Interacting with Tool Calls in Completions & Executing Tools

import chatspec

# easily check if a completion or stream has a tool call
chatspec.has_tool_call()

# get the tool calls from a completion or a stream
chatspec.get_tool_calls(completion)

# run a tool using a completion response
# this will only run the function if the tool call was present in the completion
chatspec.run_tool(completion, my_tool)

# create a tool message from a completion response
# and a function's output
chatspec.create_tool_message(completion, my_tool_output)

✨ Completion Responses & Streams

Instance Checking & Validation of Completions & Streams

import chatspec

# check if an object is a valid chat completion or stream
chatspec.is_completion(completion)

# check if an object is a valid stream
chatspec.is_stream(stream)

The Stream Passthrough & Stream Specific Methods

chatspec provides an internal system for caching & storing stream responses from chat completions, for use & reuse for any of the methods within this library for streams. This is helpful, as the user is able to send/display the initial stream response to the client, while still being able to use it internally for any other use case.

import chatspec
# `openai` is not included in the package, so you'll need to install it separately
from openai import OpenAI

client = OpenAI()

# run the stream through the passthrough
stream = chatspec.stream_passthrough(client.chat.completions.create(
    messages = [{"role": "user", "content": "Hello, how are you?"}],
    model = "gpt-4o-mini",
    stream = True,
))

# print the stream
chatspec.is_stream(stream)
# >>> True

# run any number of other methods over the stream
chatspec.dump_stream_to_message(stream)
# >>> {"role": "assistant", "content": "Hello! I'm just a program, so I don't have feelings, but I'm here and ready to help you. How can I 
# >>> assist you today?"}

# chatspec.dump_stream_to_completion(stream)
# chatspec.is_completion(stream)
# chatspec.print_stream(stream)

🆉 Types & Parameters

Use any of the provided types & models for schema reference, as well as quick parameter collection & validation with the Params model, as well as a few specific parameter types for quick use.

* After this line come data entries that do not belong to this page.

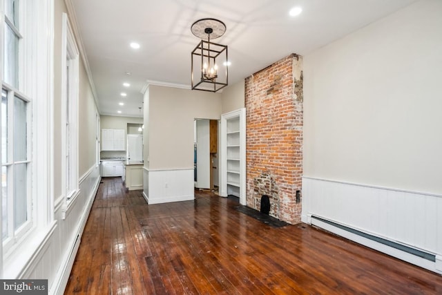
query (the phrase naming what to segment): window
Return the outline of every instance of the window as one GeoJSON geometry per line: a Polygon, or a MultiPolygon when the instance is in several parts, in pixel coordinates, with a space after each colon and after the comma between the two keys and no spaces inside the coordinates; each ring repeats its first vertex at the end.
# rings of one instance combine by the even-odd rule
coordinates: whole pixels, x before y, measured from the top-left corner
{"type": "MultiPolygon", "coordinates": [[[[4,86],[6,87],[6,85],[4,86]]],[[[8,249],[32,226],[28,106],[13,88],[1,91],[2,240],[8,249]]]]}
{"type": "Polygon", "coordinates": [[[63,15],[63,133],[64,194],[66,200],[75,197],[78,191],[78,92],[79,51],[68,16],[63,15]]]}
{"type": "Polygon", "coordinates": [[[6,0],[1,88],[2,241],[8,250],[32,225],[28,108],[30,99],[20,93],[19,1],[6,0]]]}
{"type": "Polygon", "coordinates": [[[0,5],[0,276],[14,277],[36,247],[28,242],[49,232],[53,220],[48,133],[53,17],[50,0],[0,5]]]}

from chatspec import Params
# or get specific parameter types
from chatspec.params import MessagesParam, StreamOptionsParam

# easily define a collection of parameters for a chat completion
params = Params(
    messages = [{"role": "user", "content": "Hello, how are you?"}],
    model = "gpt-4o-mini",
    temperature = 0.5,
)

# use any of the provided types from `chatspec.types`
from chatspec.types import Message, Tool, ToolCall, Completion
# ...

# create objects directly from the types easily
message = Message(role = "user", content = "Hello, how are you?")
# >>> {"role": "user", "content": "Hello, how are you?"}

𝌭 Pydantic Models & Structured Outputs

Documentation coming soon!

📕 Markdown Formatting

Documentation coming soon!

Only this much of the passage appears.